Sudden Cardiac Arrests are caused when the heart’s natural electrical system that is responsible for pumping blood (i.e., beating the heart) malfunctions. Such a malfunction is referred to as an arrhythmia. The most common types of arrhythmias are ventricular fibrillation, an irregular heartbeat that precludes proper functioning, and tachycardia, which refers to a situation when the heart beats too rapidly to allow the proper pumping of blood.
Someone experiencing an SCA needs to be treated with a defibrillator immediately. These devices shock the heart with electricity to restore its normal rhythm. Automatic External Defibrillators (AEDs) are a special type of defibrillator that can be used by untrained bystanders to correct these life-threatening arrhythmias. AED devices are typically housed in containers the size of a small briefcase and are often mounted on a wall or in a kiosk for use in emergencies, typically in office buildings or large population centers.

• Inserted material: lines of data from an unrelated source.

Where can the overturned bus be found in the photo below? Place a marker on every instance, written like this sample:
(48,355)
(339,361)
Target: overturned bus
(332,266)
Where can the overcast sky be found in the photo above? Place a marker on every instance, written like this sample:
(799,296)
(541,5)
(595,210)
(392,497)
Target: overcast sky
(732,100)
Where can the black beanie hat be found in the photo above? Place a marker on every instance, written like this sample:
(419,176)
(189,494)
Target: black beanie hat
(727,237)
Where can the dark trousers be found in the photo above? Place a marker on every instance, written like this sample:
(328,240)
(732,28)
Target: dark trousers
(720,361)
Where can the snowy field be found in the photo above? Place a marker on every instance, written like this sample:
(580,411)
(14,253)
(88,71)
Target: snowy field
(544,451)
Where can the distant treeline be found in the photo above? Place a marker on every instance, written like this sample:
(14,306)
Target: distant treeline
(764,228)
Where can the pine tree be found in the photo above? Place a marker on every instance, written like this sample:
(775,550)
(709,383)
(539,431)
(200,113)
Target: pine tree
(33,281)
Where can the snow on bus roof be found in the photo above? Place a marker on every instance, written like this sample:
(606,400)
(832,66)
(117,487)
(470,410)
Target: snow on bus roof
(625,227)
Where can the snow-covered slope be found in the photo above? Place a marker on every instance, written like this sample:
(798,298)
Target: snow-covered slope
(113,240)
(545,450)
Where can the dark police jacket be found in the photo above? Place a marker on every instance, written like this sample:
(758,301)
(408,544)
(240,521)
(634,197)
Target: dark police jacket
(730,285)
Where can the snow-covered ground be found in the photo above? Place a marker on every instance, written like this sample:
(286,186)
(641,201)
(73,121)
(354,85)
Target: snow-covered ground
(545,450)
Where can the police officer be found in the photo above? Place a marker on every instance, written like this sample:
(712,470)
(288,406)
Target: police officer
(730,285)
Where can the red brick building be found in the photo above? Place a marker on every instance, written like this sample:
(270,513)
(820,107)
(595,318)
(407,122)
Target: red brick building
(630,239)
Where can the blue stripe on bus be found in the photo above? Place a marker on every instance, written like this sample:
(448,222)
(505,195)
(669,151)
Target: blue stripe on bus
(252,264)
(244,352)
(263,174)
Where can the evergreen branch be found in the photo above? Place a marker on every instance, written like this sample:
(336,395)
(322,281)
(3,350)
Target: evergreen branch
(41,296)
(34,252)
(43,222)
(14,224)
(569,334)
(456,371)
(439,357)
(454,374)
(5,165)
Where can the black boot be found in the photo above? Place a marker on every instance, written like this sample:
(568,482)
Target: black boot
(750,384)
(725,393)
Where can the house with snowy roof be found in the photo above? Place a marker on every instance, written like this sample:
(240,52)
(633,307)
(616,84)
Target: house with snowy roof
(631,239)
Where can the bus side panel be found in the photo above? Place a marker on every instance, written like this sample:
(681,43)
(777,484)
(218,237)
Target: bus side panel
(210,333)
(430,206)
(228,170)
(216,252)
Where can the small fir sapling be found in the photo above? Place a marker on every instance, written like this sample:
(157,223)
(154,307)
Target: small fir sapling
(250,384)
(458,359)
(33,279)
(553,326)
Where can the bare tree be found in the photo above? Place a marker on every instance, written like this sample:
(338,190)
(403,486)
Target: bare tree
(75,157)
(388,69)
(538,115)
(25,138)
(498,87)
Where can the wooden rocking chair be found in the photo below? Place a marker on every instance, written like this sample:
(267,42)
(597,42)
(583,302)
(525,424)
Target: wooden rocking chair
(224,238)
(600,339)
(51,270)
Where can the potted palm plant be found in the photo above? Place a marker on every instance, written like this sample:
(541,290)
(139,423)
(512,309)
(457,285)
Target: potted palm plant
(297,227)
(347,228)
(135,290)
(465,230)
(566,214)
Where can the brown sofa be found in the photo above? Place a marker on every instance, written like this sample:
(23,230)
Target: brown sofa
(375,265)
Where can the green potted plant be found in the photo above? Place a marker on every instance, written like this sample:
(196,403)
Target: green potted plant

More and more public access places are now being equipped with AEDs. Examples include airplanes, restaurants, business and government offices, shopping centers, schools and fitness centers.
If an AED is available and used quickly and properly, it can save a person’s life. Some estimates suggest that a 27% increase in the number of people who could be saved if more AEDs were available and used when needed (Sudden Cardiac Arrest Foundation, 2016); a staggering statistic in light of the fact that SCAs will kill more than 325,000 people outside of the hospital this year in the United State alone (Sudden Cardiac Arrest Foundation, 2014).
But, here’s the problem – if there is no AED around, defibrillation can’t happen. And there are a lot places where there are no AEDs or installing an AED simply doesn’t make sense.
Ideally, everyone would carry an AED – certainly that is why they have become common place in so many corporate offices around the world. Certainly anyone at risk of an SCA, or anyone with a close friend or family member at risk, should always have such a device close. However, two major factors preclude such a proliferation of these life saving devices: AEDs are too big and too expensive. It’s not reasonable to expect people to carry what amounts to a small brief case everywhere they go, especially with everything else that individuals typically bring with them.
But, what if the AED could simply connect to a person’s phone – like the case you probably have on your Smartphone right now? So, when you grab your phone and run out the door, you’re also taking an AED – the device you can use to save a life – with you in your pocket. Pretty cool.
But what about the price? Well, what if this new AED used your Smartphone’s hardware and software? Certainly there are specialized parts needed in the AED itself, but a surprising amount of what you need (screen, software, speakers, and more) is already on the phone. AEDs would be considerably less expensive to get to market – so we eliminate that barrier too.